When future archaeologist manage to relocate the ruins of Windsor chapel, buried underneath a decommissioned 6th millennium spaceport, they will find a very modest burial for a lady who was head of state for about 140 million people around the world: the bones, a few personal jewels, the odd button - and no sign at all of the ceremonial wooden wand which will have rotten away to nothing.3
All of which provides an instructive comparison to the Amesbury Archer, also named the King of Stonehenge by the media4, who was buried over 4,000 years ago in 2,300 BCE in the South of England.
Alice Roberts in Ancestors: A prehistory of Britain in seven burials talks us through the hoard of objects found with the skeleton of the Archer:
- 5 beakers (ie pots)
- 3 small copper knives
- 16 flint arrowheads
- 2 small gold objects, possibly hair wraps
- 1 flattish stone thought to have been used as a metalworking anvil
- 2 stone wristguards
- 4 boars tusks
- 1 stone belt-ring
- lots of flints
This may not seem like that much stuff to us, but compared to everyone else buried in the same period it represented huge wealth - ten times as much as is usually found in a burial. And much more than will have been buried with Queen Elizabeth II.
Anything missing?
The Amesbury Archer’s grave will also be missing any significant and beautiful items made of wood, textiles and leather that will have decomposed completely, just like the Queen Elizabeth’s Wand of Office - charged with symbolism - will eventually vanish without trace. At a minimum the Archer is likely to have had a bow with him, perhaps also snapped in half and laid on the body.5
What does it all mean?
So he was a member of the copper age super rich in Britain 4,000 years ago. Alice Roberts then does a great job of explaining what all of these objects mean for this period of prehistory - and what his skeleton reveals about the man.

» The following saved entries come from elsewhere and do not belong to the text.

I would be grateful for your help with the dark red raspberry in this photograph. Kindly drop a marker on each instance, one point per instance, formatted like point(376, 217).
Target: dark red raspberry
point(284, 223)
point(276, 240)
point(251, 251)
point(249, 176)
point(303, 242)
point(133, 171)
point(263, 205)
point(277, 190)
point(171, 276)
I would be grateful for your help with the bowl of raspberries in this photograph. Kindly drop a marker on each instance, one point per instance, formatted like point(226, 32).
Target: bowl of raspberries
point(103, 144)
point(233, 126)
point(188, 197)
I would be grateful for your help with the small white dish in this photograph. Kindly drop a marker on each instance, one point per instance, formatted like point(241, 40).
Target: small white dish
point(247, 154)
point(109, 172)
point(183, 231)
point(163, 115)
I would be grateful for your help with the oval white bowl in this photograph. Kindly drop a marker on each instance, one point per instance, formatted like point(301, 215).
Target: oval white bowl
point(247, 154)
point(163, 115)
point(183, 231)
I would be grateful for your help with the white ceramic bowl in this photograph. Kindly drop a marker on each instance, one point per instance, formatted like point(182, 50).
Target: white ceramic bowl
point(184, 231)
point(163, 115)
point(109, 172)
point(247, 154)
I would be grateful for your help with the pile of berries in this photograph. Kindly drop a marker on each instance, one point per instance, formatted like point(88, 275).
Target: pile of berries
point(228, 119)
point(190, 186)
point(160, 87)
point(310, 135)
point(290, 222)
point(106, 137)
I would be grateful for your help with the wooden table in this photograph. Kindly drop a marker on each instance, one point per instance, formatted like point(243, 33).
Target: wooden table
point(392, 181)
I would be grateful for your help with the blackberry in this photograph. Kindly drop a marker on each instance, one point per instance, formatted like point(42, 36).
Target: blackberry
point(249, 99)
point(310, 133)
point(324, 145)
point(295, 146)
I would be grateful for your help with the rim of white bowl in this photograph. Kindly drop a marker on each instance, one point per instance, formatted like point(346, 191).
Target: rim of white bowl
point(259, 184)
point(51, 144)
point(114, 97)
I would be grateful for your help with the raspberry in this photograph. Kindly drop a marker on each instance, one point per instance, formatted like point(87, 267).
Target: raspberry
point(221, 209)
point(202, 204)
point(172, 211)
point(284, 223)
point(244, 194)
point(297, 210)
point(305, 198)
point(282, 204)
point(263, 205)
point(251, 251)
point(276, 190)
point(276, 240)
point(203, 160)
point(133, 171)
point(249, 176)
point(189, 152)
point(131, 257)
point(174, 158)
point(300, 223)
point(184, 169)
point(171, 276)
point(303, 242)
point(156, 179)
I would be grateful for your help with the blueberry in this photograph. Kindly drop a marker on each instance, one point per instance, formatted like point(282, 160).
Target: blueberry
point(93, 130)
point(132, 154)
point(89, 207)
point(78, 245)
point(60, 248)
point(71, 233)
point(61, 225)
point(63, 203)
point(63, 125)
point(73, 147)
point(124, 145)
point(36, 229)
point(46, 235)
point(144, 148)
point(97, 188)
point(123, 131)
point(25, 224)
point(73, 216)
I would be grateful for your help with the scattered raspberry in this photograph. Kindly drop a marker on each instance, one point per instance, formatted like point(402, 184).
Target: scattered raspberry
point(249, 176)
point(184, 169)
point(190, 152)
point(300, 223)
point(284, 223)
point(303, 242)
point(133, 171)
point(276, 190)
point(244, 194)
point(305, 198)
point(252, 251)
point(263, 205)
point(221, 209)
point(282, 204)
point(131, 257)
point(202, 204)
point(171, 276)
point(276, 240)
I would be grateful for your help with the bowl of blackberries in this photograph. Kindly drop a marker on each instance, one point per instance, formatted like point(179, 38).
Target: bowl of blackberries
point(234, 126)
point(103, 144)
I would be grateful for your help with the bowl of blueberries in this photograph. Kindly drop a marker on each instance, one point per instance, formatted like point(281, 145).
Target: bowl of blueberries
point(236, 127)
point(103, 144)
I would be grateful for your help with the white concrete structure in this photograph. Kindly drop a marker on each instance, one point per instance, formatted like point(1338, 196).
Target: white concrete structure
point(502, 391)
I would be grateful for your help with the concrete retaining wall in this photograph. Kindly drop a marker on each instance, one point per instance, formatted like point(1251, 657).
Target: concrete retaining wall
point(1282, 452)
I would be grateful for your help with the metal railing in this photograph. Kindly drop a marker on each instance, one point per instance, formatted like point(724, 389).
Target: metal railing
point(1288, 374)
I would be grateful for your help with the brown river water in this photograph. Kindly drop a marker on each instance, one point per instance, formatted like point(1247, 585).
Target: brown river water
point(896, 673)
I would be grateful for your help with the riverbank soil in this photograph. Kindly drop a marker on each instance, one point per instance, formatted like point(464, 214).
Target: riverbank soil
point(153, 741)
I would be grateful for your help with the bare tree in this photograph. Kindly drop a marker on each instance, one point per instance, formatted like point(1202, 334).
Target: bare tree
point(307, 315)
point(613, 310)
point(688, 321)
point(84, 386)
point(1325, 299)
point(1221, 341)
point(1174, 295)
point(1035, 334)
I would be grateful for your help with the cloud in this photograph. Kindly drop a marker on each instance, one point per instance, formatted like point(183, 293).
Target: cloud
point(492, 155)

We can see metal beginning to be used by some people in the gold and copper items - although worked flint still seems to be the more practical cutting tool. We can evidence of sophisticated hunting weaponry with new barbed arrowhead designs. And we can see the evidence of long distance travel and migration in the bones of the man himself, in particular his teeth...
Dental records
Our teeth are incredibly durable - we only get one adult set so they need to be. And they are coated with a layer of super hard enamel when the teeth develop. This enamel letter is not replaced during your lifetime, we need to look after it! This also means that the chemical signatures of the food and water you consume when your teeth are forming is detectable in your teeth for as long as your teeth survive.
Because the chemical signatures in food and water are different in different locations, archaeologists can make informed guesses about whether the skeletons that they find grew up locally or not - by analysing their teeth enamel.
Quite astoundingly the Amesbury Archer seems to have grown up in the Swiss Alps before eventually being buried in Southern England in his early forties.
Travels with my ancestor
If he came directly by the shortest route (which he certainly wouldn’t have done) this was a journey of almost 1,000km which Google Maps tells me will take 171 hours of constant walking. This level of mobility in such a high status individual at this time is amazing.
It also indicates population wide mobility - the genetic evidence from a range of skeletons seems to point to almost complete population replacement by these metal using “Beaker People”, taking over from the stone age Neolithic inhabitants of Britain who came before them. The likely reason for this, Roberts tells us, is that changes in climate disrupted the way of life of the Neolithic farmers, who saw a significant reduction in their population and abandoned the fields to rely on their herds of animals instead.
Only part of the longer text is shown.